Strong, wide-angle crotches
The limbs you choose for scaffolds need to form a strong, wide-angle crotch between 60° and 90°. If you only have narrow-angled crotches on a younger apple tree, remove all of them so that new limbs will develop. This will cause some delay short-term but long-term it will save you a lot of trouble trying to shape and train your tree down the road.
Crowding & crossing branches
You should not remove branches on younger trees unless they are interfering and rubbing against other branches which can cause disease if left. So, if there are other branches which are rubbing against the permanent branches they can be removed. This will do well to help with air circulation as well as better growth. opening up your tree by removing the weaker, crowding branches will also help you control diseases and insects. Crowded branches should be removed especially if they are growing down rather than upward. If they are already growing down the weight of subsequent fruit will pull them down even more.
Thin wood pruning
It is economical to prune thin wood so that you can get higher production of apples which are of a higher quality. Then thin wood is located on the outer reaches of your tree and toward the centre of your tree. You will need a ladder to reach all of the thin wood and remove it properly.

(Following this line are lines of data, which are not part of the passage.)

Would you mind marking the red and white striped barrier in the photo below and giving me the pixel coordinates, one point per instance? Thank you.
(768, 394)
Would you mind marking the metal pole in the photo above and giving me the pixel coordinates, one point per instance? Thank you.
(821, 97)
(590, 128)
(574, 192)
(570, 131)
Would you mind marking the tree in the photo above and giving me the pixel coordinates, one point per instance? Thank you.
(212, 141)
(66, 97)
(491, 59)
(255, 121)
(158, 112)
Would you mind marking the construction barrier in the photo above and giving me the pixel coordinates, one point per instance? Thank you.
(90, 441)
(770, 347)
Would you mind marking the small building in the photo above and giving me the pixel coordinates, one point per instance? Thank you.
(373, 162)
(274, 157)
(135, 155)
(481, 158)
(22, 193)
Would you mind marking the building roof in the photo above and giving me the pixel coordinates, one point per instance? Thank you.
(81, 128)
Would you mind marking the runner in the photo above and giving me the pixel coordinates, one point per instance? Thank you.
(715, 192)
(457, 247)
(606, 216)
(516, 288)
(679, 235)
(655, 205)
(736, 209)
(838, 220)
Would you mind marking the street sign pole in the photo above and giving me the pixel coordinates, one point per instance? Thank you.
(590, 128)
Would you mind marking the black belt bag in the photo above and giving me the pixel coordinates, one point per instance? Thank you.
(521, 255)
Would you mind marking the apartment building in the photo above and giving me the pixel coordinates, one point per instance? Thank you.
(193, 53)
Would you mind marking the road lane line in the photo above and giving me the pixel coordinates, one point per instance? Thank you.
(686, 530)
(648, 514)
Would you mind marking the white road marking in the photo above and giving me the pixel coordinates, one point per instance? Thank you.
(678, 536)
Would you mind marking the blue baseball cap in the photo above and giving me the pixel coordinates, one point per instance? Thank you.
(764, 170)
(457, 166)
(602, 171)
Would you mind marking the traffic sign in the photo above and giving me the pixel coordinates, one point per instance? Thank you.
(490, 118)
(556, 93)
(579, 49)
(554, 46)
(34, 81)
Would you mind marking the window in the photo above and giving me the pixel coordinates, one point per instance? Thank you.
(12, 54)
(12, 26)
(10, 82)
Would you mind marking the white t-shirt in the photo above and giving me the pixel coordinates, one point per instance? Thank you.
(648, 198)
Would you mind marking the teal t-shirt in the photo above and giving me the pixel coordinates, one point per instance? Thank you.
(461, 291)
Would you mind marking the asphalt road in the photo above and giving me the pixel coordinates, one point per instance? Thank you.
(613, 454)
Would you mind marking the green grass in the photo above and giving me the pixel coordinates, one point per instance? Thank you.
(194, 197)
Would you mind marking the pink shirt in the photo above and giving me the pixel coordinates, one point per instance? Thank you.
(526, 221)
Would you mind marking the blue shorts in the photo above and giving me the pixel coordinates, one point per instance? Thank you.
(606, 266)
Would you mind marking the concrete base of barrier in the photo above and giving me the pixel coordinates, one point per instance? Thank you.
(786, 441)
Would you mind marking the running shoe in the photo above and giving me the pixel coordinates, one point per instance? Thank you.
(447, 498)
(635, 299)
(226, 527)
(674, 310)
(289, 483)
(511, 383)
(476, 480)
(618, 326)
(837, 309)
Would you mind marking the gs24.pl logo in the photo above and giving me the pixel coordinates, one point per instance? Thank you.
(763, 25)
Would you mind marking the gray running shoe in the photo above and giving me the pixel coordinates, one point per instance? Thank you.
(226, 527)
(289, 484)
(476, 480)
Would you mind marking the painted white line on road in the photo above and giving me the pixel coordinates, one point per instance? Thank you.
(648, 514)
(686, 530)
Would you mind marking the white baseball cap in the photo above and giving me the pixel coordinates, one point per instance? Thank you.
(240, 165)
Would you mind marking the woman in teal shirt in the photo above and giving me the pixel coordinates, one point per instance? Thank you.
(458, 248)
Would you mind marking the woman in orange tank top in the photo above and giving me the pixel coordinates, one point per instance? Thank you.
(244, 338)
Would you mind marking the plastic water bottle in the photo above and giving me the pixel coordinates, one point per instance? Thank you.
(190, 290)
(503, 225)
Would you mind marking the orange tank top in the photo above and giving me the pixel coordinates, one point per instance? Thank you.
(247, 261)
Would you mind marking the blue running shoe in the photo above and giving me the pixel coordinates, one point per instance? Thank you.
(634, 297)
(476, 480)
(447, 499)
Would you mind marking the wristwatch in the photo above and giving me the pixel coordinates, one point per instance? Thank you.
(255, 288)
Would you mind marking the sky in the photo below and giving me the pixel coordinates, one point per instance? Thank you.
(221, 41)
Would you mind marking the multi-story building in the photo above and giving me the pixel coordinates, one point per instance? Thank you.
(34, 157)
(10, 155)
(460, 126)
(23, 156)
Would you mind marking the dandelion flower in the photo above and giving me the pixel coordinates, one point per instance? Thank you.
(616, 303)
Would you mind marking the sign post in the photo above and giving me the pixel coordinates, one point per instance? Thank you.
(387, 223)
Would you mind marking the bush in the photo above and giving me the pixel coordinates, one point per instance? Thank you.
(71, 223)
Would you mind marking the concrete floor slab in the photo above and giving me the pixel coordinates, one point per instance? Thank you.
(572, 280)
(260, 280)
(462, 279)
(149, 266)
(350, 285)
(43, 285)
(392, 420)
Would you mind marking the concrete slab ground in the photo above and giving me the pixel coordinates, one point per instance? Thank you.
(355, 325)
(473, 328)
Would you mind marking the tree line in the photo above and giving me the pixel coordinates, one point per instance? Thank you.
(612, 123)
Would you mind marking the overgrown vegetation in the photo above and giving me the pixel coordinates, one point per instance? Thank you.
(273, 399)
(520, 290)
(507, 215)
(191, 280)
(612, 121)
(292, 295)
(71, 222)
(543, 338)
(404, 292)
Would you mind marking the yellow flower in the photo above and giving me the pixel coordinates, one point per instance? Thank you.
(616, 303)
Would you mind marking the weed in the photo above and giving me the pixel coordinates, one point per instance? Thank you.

|3 to 5 years old||Younger trees should be trained but pruning should be limited to simply removing any crowding branches and helping the permanent scaffolds.|
|6 to 10 years old||Trees at this age will grow very quickly and by now the scaffold and shape should already be established. These limbs will grow up rather than out so you can bend them down with pruning. If you prune too much at this age it will delay the fruiting of your tree.|
|10 years or older||Trees which fall into this age group are in the prime of their fruiting. Their limbs will start to bend because of the weight of the apples and you should generally remove any thin wood, broken branches, or crowded branches. You need to also maintain a proper size and shape without accidentally stimulating additional growth. Never remove all branches from the top of your tree such that the center is left exposed. Trees that fall under this age group should be pruned as much as possible on the outside and the inside. Limbs that are touching the ground or have no fruit need to be removed. Limbs that are crowding should be removed as well.|
The equipment that you need for pruning your trees should consist of at least two hand tools like a pruning saw and a good pair of loppers. In younger trees, you might just be able to use secateurs. It is important to have a thin ladder so that you can reach the wood on older trees, we recommend using tripod ladders as they allow you to get close to the tree and are also great for fruit picking.
There are of course other ways to make most of the content you have chopped away. The larger limbs that are at least 60cm can be split with an axe and then stored later for firewood. Smaller wood can be shredded and again used as mulch to suppress weeds or as kindling.